Once the enterprises start becoming comfortable with the IaaS, the next wave of adoption comes in terms of adoption of PaaS as part of the application workloads. In this stage, the enterprises start discovering services with the following benefits:

  • Platform services replacement: This involves the identification of potential platform features of the enterprise, lifting and shifting the workload, and replacing it with equivalent platform services from the cloud provider. For example:
    • Replacing application messaging systems with queuing systems provided by the cloud provider (such as AWS SQS)
    • Replacing data stores or relational database management systems (RDMBS) with equivalent managed data services (such as AWS RDS)
    • Replacing security or directory services with a managed directory or security services (such as AWS Directory and AWS IAM)
    • These services allow the enterprise to do away with all the operational efforts, such as data store backup, availability, scalability, and redundancy, and replace them with a managed service that provides all these features
  • Application services replacement: Enterprises discover new services that can replace their own platform or utility services. For example:
    • Replacing build and release services or products with equivalent DevOps services from the cloud provider (such as AWS CodePipeline, AWS CodeCommit, or AWS CodeDeploy)
    • Replacing application services or products with equivalent application platform services (such as AWS API Gateway, AWS SWF, and AWS SES)
    • Replacing analytics workload services with equivalent application analytics services (such as AWS Data Pipeline and AWS EMR)

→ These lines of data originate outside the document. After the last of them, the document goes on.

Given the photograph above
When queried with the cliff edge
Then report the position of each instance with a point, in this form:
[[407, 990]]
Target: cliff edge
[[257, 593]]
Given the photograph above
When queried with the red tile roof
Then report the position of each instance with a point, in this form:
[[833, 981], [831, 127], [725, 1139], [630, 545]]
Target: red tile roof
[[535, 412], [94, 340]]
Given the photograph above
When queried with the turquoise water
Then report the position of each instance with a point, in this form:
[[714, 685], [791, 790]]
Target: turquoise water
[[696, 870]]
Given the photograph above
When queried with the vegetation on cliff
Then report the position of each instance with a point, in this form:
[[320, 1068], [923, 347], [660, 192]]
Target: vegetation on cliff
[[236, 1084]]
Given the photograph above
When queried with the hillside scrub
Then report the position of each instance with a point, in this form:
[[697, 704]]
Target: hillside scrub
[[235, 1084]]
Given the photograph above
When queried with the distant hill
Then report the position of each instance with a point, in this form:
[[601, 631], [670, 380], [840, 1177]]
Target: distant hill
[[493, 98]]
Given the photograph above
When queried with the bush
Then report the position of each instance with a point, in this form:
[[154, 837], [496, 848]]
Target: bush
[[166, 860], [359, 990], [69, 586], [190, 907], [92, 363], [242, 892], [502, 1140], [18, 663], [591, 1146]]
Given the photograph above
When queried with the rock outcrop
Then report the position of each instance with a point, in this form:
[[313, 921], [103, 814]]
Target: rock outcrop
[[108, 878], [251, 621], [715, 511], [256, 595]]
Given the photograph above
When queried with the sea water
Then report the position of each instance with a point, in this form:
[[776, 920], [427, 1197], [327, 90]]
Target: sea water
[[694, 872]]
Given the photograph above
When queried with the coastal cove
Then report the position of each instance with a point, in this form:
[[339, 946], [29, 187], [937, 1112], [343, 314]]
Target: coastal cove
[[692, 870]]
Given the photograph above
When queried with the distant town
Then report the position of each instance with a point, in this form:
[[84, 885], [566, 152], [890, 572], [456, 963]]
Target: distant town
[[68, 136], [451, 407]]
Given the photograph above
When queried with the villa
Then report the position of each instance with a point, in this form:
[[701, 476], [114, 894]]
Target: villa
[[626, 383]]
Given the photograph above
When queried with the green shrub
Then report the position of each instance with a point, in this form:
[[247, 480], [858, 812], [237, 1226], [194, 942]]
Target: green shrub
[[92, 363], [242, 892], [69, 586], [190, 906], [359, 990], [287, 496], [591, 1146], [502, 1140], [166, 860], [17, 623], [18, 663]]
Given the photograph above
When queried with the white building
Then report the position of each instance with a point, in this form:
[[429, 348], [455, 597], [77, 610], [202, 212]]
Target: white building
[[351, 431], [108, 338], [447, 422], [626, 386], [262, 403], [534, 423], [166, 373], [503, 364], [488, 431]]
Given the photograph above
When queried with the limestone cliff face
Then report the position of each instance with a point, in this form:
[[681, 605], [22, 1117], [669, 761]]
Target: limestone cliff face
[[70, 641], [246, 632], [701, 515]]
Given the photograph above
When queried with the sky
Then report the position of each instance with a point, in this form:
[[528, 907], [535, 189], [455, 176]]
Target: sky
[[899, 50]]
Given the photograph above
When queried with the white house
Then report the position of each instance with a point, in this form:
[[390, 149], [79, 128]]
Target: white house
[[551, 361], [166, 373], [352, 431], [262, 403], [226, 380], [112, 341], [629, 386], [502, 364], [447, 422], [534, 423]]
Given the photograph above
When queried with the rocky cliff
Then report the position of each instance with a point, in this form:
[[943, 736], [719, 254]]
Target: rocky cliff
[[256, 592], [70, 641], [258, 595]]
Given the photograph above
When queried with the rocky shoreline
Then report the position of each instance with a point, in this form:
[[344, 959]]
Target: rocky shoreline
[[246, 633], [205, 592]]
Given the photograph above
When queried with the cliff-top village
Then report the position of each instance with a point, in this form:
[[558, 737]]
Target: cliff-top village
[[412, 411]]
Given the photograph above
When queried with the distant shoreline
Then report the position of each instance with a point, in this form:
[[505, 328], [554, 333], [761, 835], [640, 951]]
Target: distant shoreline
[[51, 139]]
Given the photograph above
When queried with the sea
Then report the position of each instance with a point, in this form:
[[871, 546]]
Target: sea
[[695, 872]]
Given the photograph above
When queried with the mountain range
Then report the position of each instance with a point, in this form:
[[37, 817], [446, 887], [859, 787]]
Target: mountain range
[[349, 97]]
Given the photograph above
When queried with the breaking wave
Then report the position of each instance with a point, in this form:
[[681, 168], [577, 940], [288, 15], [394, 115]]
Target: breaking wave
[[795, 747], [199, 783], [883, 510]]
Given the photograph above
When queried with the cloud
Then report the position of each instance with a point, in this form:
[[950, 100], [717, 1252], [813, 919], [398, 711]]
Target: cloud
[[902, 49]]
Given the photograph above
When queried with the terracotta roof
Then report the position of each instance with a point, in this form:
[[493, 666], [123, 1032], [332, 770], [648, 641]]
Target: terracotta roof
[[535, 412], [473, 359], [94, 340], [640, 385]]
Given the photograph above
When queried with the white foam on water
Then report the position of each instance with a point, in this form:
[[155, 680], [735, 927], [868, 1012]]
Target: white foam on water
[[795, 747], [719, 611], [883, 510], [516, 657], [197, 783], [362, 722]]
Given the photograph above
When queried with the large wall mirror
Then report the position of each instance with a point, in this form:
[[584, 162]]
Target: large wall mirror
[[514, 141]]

Once the applications start adopting the platform services, the applications start abstracting out features or functionalities provided by commercial off-the-shelf (COTS) products (such as messaging, notification, security, workflow, and API Gateway) and replacing them with equivalent feature platform services. For example, instead of hosting and running the messaging IaaS, movement to an equivalent platform service means moving to a model where you pay only for the number of messages sent, without incurring any additional operational costs. This model brings significant savings, as you move from renting and operating the product to a model where the product is rented only for the time it is utilized.

Going serverless

Once the enterprise has adopted the PaaS to build the application, the next step is to abstract out the application logic as a series of smaller functions and deploy them. These functions are invoked as a reaction to an event from the user or agent, which results in these functions computing the incoming events and giving a result back. This is the highest level of abstraction, where the application has been divided into a series of functions and these functions are deployed independently of each other. The functions communicate with each other using asynchronous communication models. Cloud computing platforms provide features such as AWS Lambda and Azure Functions for going serverless.